No es solo una ampliación: el aeropuerto de Sudamérica que quiere competir con los grandes hubs del mundo

05/02/2026

Chile invertirá cerca de $4,000 millones para ampliar su principal aeropuerto. Qué cambia y cómo impacta en vuelos y conexiones en Sudamérica

MIAMI – Un aeropuerto sudamericano se prepara para una transformación que puede alterar el mapa de conexiones en la región. Con una inversión cercana a los $4,000 millones, el proyecto apunta a algo más ambicioso que agrandar terminales: busca convertirse en un hub internacional capaz de competir con los grandes centros de conexión del continente.

Se trata del Aeropuerto Internacional Arturo Merino Benítez, que se prepara para una transformación que puede redefinir el mapa aéreo en Sudamérica. El plan no apunta solo a crecer: busca consolidar a Santiago como un centro neurálgico con una ampliación de terminales, mejoras en pistas y una reconfiguración del aeropuerto para aumentar su capacidad operativa.

Competir con los gigantes de la región

El objetivo es claro: recibir más vuelos internacionales, reducir tiempos de conexión y atraer aerolíneas que hoy priorizan otros hubs.

Por eso el cambio más relevante no es físico. Es estratégico. Este tipo de inversiones suelen buscar que el aeropuerto deje de ser un punto de origen o destino y pase a ser un nodo de conexiones, donde miles de pasajeros hacen escala para continuar viaje a otros países. Ese salto es el que distingue a un aeropuerto grande de un verdadero hub.

Hoy, los principales hubs de Sudamérica concentran gran parte del tráfico internacional. Entre ellos, el Aeropuerto Internacional de São Paulo-Guarulhos, en Brasil, el Aeropuerto Internacional Jorge Chávez en Lima, Perú, y el Aeropuerto Internacional El Dorado, en Colombia. Funcionan como centros clave para conexiones entre América del Norte, Europa y el resto del continente.

Para entrar en esa liga, no alcanza con ampliar infraestructura. Hace falta algo más complejo: acuerdos con aerolíneas, rutas estratégicas, eficiencia operativa y una ubicación geográfica que facilite conexiones.

Por eso, aunque el proyecto se presenta como una expansión, en realidad es una apuesta a reposicionarse en el mapa aéreo global.

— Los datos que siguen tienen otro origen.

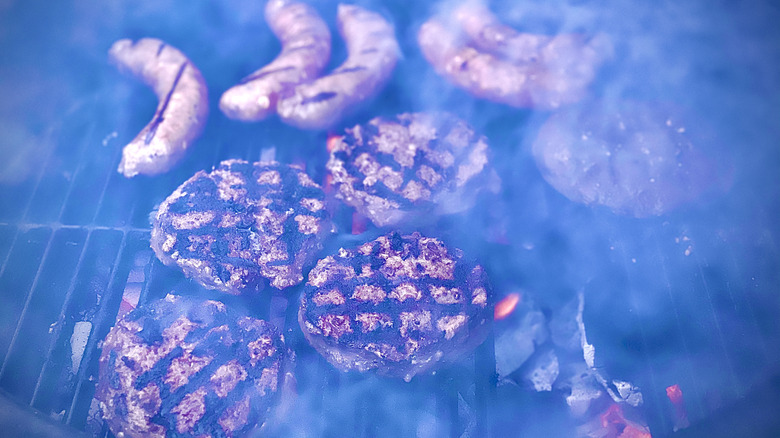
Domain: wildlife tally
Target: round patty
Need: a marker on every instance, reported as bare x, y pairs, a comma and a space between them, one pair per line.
398, 304
415, 164
184, 367
242, 226
637, 159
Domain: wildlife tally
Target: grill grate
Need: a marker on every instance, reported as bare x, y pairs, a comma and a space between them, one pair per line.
690, 299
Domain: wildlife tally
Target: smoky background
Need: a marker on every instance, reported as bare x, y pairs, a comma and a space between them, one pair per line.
687, 298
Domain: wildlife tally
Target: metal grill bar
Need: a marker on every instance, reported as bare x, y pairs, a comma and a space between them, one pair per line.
99, 322
27, 300
60, 322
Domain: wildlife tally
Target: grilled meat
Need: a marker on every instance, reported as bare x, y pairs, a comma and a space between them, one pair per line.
399, 305
494, 62
184, 367
305, 52
181, 113
391, 170
372, 54
242, 226
634, 158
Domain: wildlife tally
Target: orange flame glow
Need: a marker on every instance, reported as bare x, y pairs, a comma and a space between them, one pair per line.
332, 141
674, 393
506, 306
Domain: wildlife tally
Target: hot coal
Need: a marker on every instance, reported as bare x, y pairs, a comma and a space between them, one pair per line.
186, 367
399, 305
393, 170
242, 226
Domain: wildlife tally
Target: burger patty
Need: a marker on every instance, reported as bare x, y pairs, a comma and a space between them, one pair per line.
181, 367
242, 226
635, 158
398, 304
390, 170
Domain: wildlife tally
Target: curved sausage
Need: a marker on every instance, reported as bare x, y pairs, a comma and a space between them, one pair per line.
181, 112
541, 72
488, 34
372, 52
305, 52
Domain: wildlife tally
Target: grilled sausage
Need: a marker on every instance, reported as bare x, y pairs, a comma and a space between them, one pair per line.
487, 34
399, 305
243, 226
305, 52
189, 368
181, 112
542, 73
372, 54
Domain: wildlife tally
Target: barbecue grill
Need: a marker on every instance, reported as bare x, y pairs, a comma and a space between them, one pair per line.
683, 306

Qué cambia para los pasajeros

Para quienes viajan, el impacto puede ser concreto:

  • Más rutas internacionales, especialmente de larga distancia.
  • Mayor oferta de vuelos y, potencialmente, más competencia entre aerolíneas.
  • Conexiones más eficientes dentro de la región.
  • Infraestructura más moderna y tiempos de tránsito más ágiles.

Sin embargo, estos beneficios no son inmediatos. Dependen de cómo evolucione la operación del aeropuerto y de si logra atraer nuevas aerolíneas.

Una apuesta que redefine el mapa aéreo

Una de las promesas del proyecto es convertirlo en “el más grande de Sudamérica”, pero esa afirmación necesita contexto. Un aeropuerto puede ser el más grande por superficie, por cantidad de pasajeros o por capacidad operativa, pero no es lo mismo que ser un hub importante, que patee el tablero y redefina el negocio para muchos jugadores.

Lo interesante, más allá de récords, es que este tipo de inversiones no solo impacta en la infraestructura. También redefine rutas, precios y decisiones de viaje. Si el proyecto avanza como está previsto, podría generar un nuevo polo de conexiones en Sudamérica, con efectos en toda la región.

Pero el verdadero desafío no está en construir, sino en operar: lograr que aerolíneas, pasajeros y rutas elijan ese aeropuerto por encima de los hubs ya consolidados. Ahí es donde se juega todo.